- Born: Nakuru, Kenya
- Origin: Nairobi, Kenya
- Genres: Jazz, Afro-jazz
- Occupations: Musician, composer
- Instruments: Trumpet, saxophone, piano
- Years active: 2010–present

= Christine Kamau =

Kenyan jazz musician

Christine Kamau is a Kenyan jazz musician and composer, who plays the trumpet and the saxophone. She has performed at various Kenyan and international music venues and festivals. In 2012, she appeared in the BBC series 'African Beats', featuring emerging African musicians.

== Life and career ==
Raised in Nakuru, Kamau was interested in music from an early age. Encouraged by her parents, she studied music theory and classical piano from the age of 11. She continued her studies at the Kenya Conservatoire of Music, where she learnt the trumpet under Kagema Gichuhi. After her graduation, she has been playing trumpet in the Conservatoire's orchestra as well as in her own band African People.
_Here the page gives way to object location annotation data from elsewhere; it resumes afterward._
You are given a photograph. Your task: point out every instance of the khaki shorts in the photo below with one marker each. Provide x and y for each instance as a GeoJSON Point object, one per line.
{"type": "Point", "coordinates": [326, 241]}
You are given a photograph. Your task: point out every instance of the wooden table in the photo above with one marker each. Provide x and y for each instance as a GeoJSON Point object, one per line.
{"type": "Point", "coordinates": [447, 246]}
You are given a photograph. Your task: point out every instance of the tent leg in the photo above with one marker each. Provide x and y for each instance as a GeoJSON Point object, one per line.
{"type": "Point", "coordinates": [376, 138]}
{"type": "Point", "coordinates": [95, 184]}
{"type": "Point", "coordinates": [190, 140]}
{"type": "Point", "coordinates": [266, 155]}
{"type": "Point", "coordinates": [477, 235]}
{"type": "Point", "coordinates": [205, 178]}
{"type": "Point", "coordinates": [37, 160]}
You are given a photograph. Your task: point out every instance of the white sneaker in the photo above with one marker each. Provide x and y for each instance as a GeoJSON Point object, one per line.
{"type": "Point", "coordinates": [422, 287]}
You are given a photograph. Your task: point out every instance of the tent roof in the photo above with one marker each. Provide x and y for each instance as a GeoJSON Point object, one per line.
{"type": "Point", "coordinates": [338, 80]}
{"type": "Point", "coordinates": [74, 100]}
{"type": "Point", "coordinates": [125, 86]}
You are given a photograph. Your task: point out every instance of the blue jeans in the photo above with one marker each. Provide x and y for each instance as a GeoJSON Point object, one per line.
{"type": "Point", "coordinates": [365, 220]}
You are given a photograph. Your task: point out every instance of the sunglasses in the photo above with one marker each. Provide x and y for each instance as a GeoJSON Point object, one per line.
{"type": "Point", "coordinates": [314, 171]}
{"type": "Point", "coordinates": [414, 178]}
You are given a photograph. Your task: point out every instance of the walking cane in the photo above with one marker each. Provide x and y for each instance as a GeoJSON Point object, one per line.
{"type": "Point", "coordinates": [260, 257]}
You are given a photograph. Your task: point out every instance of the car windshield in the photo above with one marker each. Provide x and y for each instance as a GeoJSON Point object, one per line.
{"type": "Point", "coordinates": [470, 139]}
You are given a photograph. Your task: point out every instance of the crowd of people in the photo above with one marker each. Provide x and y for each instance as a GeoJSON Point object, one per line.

Sponsored by the British Council's Mobility East Africa Travel Grant in 2017, Kamau travelled to Addis Ababa to collaborate with Ethio-jazz musicians. In April 2021, Kamau was invited by UNESCO Headquarters to participate in a round table on Jazz women in Africa, including short video clips of her and other African jazz women's music.

Specializing in African jazz, her tracks include "Nakuru Sunshine", "Conversations" and the eight-track album This is for You. The latter presents her compositions, combining jazz with benga and rhumba.